Talking of some code from 1987:

"Today I can compile and run the code by making only minor changes;
register i; is no longer a thing so that piece of nostalgia had to
go."

There's no need for register declarations to go to compile old code.
Implicit int has gone, but then a program from 1987 is likely to be
riddled with implicit int so you'd have to use a compiler that supports
pre-ANSI C anyway.

Anyway, details aside, I don't think there is anything curious about the
longevity of C. It was originally a reasonable solution to a particular
set of problems and it then hitched a ride on the success of Unix in
universities just as university courses in computing were starting out.
It got a second wind by being the right size of language (and already
designed) when the micro-processor boom occurred.

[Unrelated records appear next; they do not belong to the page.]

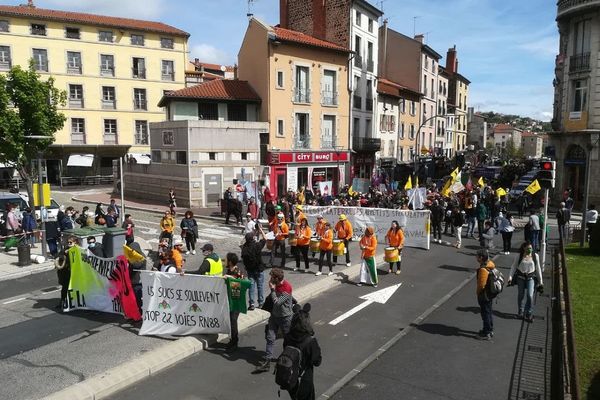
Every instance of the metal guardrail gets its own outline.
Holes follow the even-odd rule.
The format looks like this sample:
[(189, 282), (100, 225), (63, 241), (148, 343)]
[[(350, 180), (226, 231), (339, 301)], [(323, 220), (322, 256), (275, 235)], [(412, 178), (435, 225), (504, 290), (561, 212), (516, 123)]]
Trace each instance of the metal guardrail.
[(552, 250), (552, 399), (579, 400), (579, 374), (575, 351), (573, 309), (564, 244)]

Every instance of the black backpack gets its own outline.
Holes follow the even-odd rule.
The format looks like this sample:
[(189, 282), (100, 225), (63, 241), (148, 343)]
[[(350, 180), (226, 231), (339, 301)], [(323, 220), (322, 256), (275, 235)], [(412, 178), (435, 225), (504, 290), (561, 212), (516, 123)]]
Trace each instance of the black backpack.
[(285, 346), (275, 364), (275, 383), (282, 390), (291, 390), (298, 385), (303, 373), (302, 350)]

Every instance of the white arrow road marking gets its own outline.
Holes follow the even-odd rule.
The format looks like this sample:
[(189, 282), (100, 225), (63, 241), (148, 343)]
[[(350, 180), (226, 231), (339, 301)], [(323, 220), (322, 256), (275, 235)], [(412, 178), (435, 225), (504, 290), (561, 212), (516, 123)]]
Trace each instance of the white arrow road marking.
[(329, 322), (329, 325), (337, 325), (340, 322), (342, 322), (343, 320), (345, 320), (346, 318), (351, 317), (352, 315), (356, 314), (363, 308), (365, 308), (373, 303), (379, 303), (379, 304), (387, 303), (387, 301), (390, 299), (390, 297), (392, 297), (392, 295), (396, 292), (396, 290), (398, 290), (398, 288), (401, 285), (402, 285), (402, 282), (400, 282), (396, 285), (378, 290), (376, 292), (369, 293), (364, 296), (360, 296), (360, 299), (365, 300), (364, 302), (357, 305), (353, 309), (346, 311), (345, 313), (343, 313), (342, 315), (340, 315), (333, 321)]

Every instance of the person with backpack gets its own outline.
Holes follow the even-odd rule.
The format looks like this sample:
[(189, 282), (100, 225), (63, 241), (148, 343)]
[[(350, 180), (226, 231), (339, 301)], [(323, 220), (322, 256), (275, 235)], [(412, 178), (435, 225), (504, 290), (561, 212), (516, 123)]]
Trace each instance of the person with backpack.
[(478, 332), (478, 338), (481, 340), (490, 340), (494, 336), (494, 320), (492, 318), (492, 301), (490, 296), (490, 274), (496, 269), (494, 262), (490, 260), (490, 255), (486, 249), (477, 251), (477, 302), (481, 309), (481, 319), (483, 321), (483, 329)]
[(321, 347), (310, 321), (310, 303), (293, 308), (290, 331), (283, 339), (283, 352), (275, 366), (275, 383), (292, 400), (314, 400), (314, 367), (321, 365)]
[(254, 233), (246, 233), (244, 244), (241, 246), (242, 261), (244, 268), (250, 281), (250, 290), (248, 291), (248, 310), (254, 310), (254, 292), (258, 294), (258, 307), (261, 308), (264, 303), (263, 285), (265, 282), (264, 270), (265, 264), (262, 261), (262, 249), (265, 247), (267, 240), (262, 227), (258, 225), (258, 232), (261, 239), (257, 242), (254, 240)]
[[(525, 318), (528, 322), (533, 322), (533, 294), (537, 290), (540, 293), (544, 291), (542, 280), (542, 269), (537, 254), (533, 252), (533, 246), (529, 242), (524, 242), (520, 249), (519, 255), (515, 258), (510, 275), (508, 276), (508, 284), (518, 286), (517, 307), (518, 318)], [(527, 294), (525, 306), (523, 306), (523, 298)]]
[(265, 358), (256, 367), (256, 372), (268, 372), (271, 370), (273, 347), (275, 346), (277, 333), (281, 330), (284, 336), (287, 335), (292, 323), (292, 305), (294, 300), (292, 297), (292, 285), (284, 279), (281, 268), (273, 268), (270, 275), (269, 288), (271, 289), (271, 293), (263, 306), (263, 309), (271, 312), (271, 316), (265, 326), (265, 340), (267, 345)]

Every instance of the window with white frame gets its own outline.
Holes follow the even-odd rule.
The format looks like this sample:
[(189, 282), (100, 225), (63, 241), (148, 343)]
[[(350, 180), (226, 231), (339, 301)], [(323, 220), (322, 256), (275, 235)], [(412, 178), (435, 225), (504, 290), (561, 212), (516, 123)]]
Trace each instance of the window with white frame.
[(135, 144), (148, 145), (148, 121), (135, 121)]

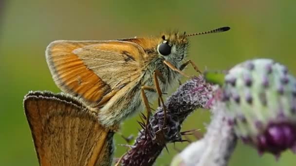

The third wind came
with Linux. It's hard to see what other language could reasonably have
been chosen for Linux.

Very often it's social and economic forces (like the skills of your
potential workforce knows) that determine the destiny of computer
languages. C# does not exist because it's good, it exists because it's
not Java, and it's used because Microsoft promotes it. That does not
means it's bad (I have no idea) but the technical merits are very much
secondary.

The underlying stance of the article is that C is terrible so why is it
still around, but that simply misses the point. Internal combustion
engines are terrible, so why are /they/ still around? At every point in
their history they made sense, often for non-technical reasons.
Alternatives programming languages stand a better chance because they
don't require vastly expensive global infrastructure to support their
use but the basic point remains -- what were the socially and
economically viable alternatives for the core tasks that C was used for?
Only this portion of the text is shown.